Solidarité avec les Palestiniens

S’il est confirmé, ce mobile politique risque d’entraîner de lourdes sanctions contre le comité olympique iranien et les sportifs de ce pays. A la recherche d’éléments permettant de prouver ce boycott, le comité directeur de la FIJ n’a pas encore adopté de décision. « La présomption d’innocence prévaut. Avant de parler de sanctions, il faut savoir pourquoi il a échoué à la pesée. » a déclaré lundi Michel Brousse, porte-parole de la FIJ. « C’est très important pour l’avenir du CIO, pour l’avenir du judo ».

Les déclarations d’Arash Miresmaeili vont ainsi être étudiées avec beaucoup d’attention. Ce jeune homme avait déjà suscité une polémique lors des championnats du monde de 2003, en décidant d’apporter un coran sur la plus haute marche du podium. La médaille d’or autour du cou, il avait sorti le livre dissimulé sous son kimono pour le brandir puis l’embrasser. Ce sportif très croyant répète souvent qu’il puise sa force dans la religion chiite. Et selon l’agence de presse officielle iranienne IRNA, c’est pour témoigner sa solidarité avec ses frères musulmans palestiniens qu’il aurait choisi de ne pas combattre contre un Israélien. Un geste qui pourrait d’ailleurs lui valoir une récompense de la part du régime de Téhéran.

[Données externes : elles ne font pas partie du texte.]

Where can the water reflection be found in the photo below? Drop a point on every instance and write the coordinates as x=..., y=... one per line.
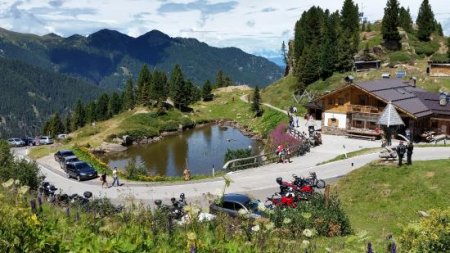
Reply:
x=200, y=149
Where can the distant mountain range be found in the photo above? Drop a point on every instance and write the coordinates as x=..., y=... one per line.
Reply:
x=107, y=58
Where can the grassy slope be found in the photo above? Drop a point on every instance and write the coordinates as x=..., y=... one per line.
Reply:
x=381, y=199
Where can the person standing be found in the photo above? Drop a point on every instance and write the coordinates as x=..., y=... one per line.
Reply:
x=103, y=179
x=115, y=177
x=409, y=149
x=401, y=149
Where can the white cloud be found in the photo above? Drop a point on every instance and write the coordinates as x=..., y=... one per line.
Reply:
x=256, y=26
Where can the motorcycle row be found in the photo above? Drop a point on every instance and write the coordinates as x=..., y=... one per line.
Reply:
x=292, y=193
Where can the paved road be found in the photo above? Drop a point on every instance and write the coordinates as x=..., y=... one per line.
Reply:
x=259, y=182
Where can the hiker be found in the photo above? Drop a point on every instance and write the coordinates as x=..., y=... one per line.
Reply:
x=409, y=149
x=187, y=174
x=401, y=150
x=115, y=177
x=103, y=179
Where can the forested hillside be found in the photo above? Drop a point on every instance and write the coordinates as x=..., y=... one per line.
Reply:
x=108, y=58
x=30, y=94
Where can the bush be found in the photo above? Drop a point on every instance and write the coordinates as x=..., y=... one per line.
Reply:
x=430, y=234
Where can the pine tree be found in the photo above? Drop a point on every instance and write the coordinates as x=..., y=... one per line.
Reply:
x=405, y=20
x=129, y=96
x=79, y=116
x=102, y=107
x=159, y=89
x=179, y=88
x=220, y=79
x=345, y=53
x=425, y=21
x=389, y=25
x=256, y=105
x=143, y=85
x=206, y=91
x=350, y=22
x=439, y=30
x=115, y=104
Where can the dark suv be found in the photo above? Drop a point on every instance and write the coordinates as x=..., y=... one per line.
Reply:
x=80, y=171
x=63, y=153
x=232, y=203
x=66, y=160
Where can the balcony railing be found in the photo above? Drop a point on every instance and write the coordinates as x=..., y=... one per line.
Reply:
x=363, y=109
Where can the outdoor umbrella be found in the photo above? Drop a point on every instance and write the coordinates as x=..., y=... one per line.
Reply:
x=388, y=118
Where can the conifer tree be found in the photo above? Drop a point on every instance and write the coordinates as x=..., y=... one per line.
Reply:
x=405, y=20
x=389, y=25
x=115, y=104
x=159, y=89
x=79, y=116
x=425, y=21
x=129, y=96
x=220, y=79
x=143, y=85
x=256, y=104
x=345, y=52
x=206, y=91
x=350, y=22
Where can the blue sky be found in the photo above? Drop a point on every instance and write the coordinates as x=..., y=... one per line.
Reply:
x=255, y=26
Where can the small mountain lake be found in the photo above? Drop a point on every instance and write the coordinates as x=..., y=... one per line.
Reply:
x=202, y=148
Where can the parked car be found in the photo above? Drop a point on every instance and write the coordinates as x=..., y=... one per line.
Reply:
x=232, y=203
x=63, y=153
x=16, y=142
x=66, y=160
x=81, y=171
x=29, y=141
x=46, y=140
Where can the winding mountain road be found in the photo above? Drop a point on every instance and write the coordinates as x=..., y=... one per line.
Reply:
x=259, y=182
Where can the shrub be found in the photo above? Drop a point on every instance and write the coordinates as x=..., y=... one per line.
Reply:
x=430, y=234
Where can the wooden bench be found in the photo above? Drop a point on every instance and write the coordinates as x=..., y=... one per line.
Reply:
x=364, y=137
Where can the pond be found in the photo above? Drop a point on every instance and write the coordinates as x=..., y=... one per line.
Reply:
x=201, y=148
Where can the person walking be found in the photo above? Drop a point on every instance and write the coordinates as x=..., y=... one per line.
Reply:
x=409, y=149
x=115, y=177
x=103, y=179
x=401, y=149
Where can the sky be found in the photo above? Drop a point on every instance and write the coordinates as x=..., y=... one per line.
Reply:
x=255, y=26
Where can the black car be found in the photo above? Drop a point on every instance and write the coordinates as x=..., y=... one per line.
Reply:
x=232, y=203
x=80, y=171
x=63, y=153
x=66, y=160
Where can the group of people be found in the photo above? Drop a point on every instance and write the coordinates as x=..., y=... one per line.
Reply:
x=284, y=154
x=115, y=179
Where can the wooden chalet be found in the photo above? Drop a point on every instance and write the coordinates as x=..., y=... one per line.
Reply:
x=356, y=107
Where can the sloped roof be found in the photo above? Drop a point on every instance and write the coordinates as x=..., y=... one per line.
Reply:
x=390, y=116
x=400, y=92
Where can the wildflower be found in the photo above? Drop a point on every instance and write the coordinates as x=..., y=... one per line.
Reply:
x=8, y=183
x=269, y=226
x=34, y=220
x=255, y=228
x=308, y=233
x=261, y=207
x=287, y=221
x=24, y=189
x=305, y=244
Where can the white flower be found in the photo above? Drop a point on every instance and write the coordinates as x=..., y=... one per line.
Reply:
x=287, y=221
x=261, y=207
x=308, y=233
x=270, y=226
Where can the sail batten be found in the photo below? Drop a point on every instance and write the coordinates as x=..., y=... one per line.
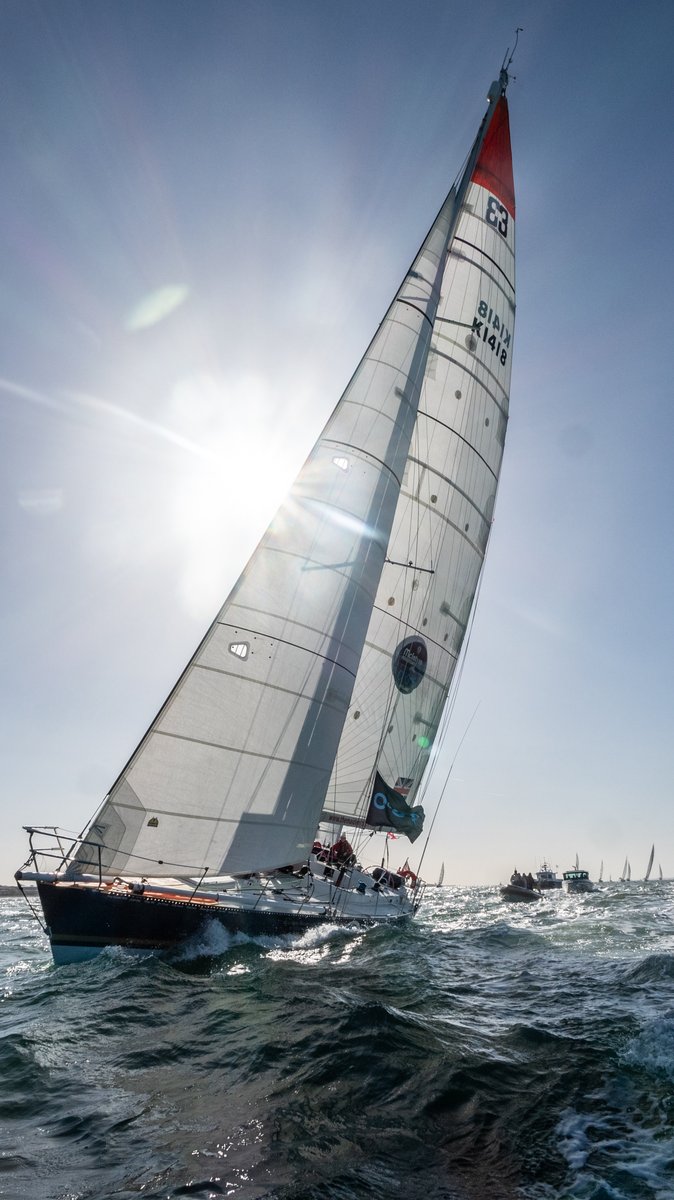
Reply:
x=330, y=663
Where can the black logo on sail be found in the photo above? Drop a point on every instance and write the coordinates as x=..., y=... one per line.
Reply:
x=409, y=664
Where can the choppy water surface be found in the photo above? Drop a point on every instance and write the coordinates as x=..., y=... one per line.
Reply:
x=486, y=1050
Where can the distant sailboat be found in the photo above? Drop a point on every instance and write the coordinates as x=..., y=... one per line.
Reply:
x=649, y=868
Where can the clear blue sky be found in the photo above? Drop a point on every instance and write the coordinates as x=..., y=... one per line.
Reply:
x=204, y=213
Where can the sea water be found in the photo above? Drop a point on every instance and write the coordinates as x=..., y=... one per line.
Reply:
x=485, y=1051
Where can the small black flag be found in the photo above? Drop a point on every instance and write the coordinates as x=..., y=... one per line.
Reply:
x=389, y=810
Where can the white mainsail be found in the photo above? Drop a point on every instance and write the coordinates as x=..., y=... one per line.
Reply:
x=378, y=545
x=446, y=503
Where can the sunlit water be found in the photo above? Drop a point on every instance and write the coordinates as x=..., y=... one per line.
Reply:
x=486, y=1051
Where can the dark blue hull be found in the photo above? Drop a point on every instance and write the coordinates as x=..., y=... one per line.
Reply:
x=82, y=922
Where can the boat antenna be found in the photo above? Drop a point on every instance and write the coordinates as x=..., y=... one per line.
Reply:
x=505, y=77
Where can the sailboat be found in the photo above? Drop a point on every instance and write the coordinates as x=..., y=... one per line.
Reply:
x=313, y=701
x=649, y=868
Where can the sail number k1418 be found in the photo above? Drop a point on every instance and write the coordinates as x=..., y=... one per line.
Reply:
x=492, y=330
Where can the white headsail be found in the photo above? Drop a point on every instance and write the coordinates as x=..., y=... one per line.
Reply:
x=334, y=653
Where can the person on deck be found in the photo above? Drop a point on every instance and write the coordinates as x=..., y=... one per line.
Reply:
x=342, y=851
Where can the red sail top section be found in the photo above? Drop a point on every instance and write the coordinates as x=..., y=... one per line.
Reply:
x=493, y=168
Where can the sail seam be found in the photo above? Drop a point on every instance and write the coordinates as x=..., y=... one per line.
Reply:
x=271, y=687
x=464, y=241
x=192, y=816
x=361, y=453
x=467, y=443
x=236, y=750
x=473, y=375
x=281, y=641
x=416, y=309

Le conflit israélo-palestinien a déjà eu des répercussions sur des compétitions sportives par le passé, l’une des dernières en date étant le refus des fleurettistes palestiniens de participer à une compétition organisée en Jordanie en raison de la présence d’un concurrent israélien. Mais le sport a également permis par le passé de rapprocher certains pays, l’Iran et les Etats-Unis disputant ainsi un match historique lors de la Coupe du monde de football de 1998. Dans la foulée, des athlètes iraniens s’étaient même rendus aux Etats-Unis pour participer aux championnats du monde de lutte libre. Et paradoxalement, le forfait d’Arash Miresmaeili a donné lieu à un précédent diplomatique. Car c’est un judoka algérien, Amar Meridja, qui a finalement affronté, et battu, l’Israélien Vaks. Et le quotidien algérien L’Expression n’a pas hésité à insister sur la portée de ce combat qui représente « un précédent très significatif de la position de l’Algérie qui semble décidée à ne plus mélanger sport et politique ».